Early life, education and working in Wales
John Willoughby Meares was born 22nd July 1871 in Hadley. He was educated at Winchester College and by 1889, the end of his schooling, his science masters urged him to take up electrical engineering. The details of this biography are from his own autobiography, At the Heels of the Mighty, 1934, deposited at the IET Archives by his son Stanley Meares (Ref. SCMSS 169/1/1).
He had 'little bent for the Stock Exchange', to which his father 'had predestined' him, so was 'therefore duly articled to Crompton and Co. as a premium pupil.' He began at a branch of the firm at Llanelly in South Wales where storage batteries were manufactured.
The works manufactured secondary batteries or "accumulators", involving continuous working, and were therefore in operation from Monday morning till Saturday afternoon. The pupils, who were in immediate charge under the Manager, worked in three shifts, 8 to 16 hours, 16 to 24 hours and 0 (midnight) to 8 hours.

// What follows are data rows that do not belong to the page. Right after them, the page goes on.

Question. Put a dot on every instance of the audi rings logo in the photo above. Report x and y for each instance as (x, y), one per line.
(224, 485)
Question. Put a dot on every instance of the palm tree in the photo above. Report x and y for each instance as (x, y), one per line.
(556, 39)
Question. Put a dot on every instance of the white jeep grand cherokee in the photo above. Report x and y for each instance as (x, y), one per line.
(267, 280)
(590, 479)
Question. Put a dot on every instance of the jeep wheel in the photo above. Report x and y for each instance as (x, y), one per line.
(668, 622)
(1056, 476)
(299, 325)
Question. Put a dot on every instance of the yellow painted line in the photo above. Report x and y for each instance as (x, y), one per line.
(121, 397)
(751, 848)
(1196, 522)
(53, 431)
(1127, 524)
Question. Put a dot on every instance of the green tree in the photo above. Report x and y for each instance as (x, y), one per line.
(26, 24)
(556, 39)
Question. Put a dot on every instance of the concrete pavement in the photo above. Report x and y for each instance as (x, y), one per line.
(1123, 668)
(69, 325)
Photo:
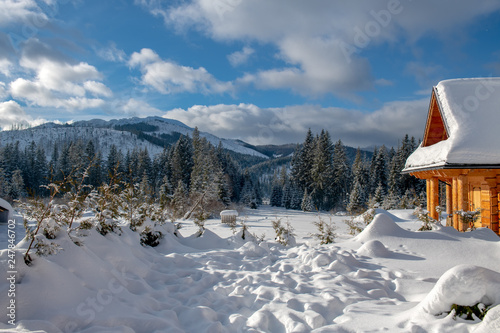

Crompton & Co., Chelmsford
On leaving Wales in early 1891, he went to the Arc Works at Chelmsford, Crompton's main factory. 'The process of "going through the shops" was everything to the young engineer in those days, and the possession of a degree in science or even a college diploma was looked upon by prospective employers with grave suspicion or actual hostility.'
'There were two methods of going through the shops, either as an apprentice or as a premium pupil; the former was paid a small wage and made to keep a strict hours, but had not always the same opportunity of transfer from one department to another; the latter, if he chose to work, could in course of time see and take part in every process from the purely mechanical up to the design and management ...
While the apprentice was kept strictly on work in course of manufacture, the pupil was allowed a fair amount of latitude so long as he was learning his trade.
Whilst at Crompton's main factory Meares made his 3 ¼ inch refracting telescope under the terms of "Government work" (this euphemism used for the making of something for one's private use). He made the patterns, cast them in works bronze and machined them in the shops. The cast iron pedestal was annexed from the scrap-heap after serving its time a base of a lamp post.
Experience in testing electrical installations
The Hove Electric Lighting Company (later owned by the Corporation) was one of Crompton's subsidiaries, and after leaving the works he was sent there to learn something of central station work as an assistant engineer in 1894. One of his duties was to test new electrical installations before connection.
His next posting was Oldbury, near Birmingham. 'Here in Albright and Wilson's works, new processes for manufacturing phosphorus and bleach electrically were being developed, and new types of electrical machinery had been built to suit. Some of these machines would not behave as their designers intended, and I was sent down from the works with a trusty fitter, with instructions to sit on the machines until they were in order and accepted, or to find out what was really wrong.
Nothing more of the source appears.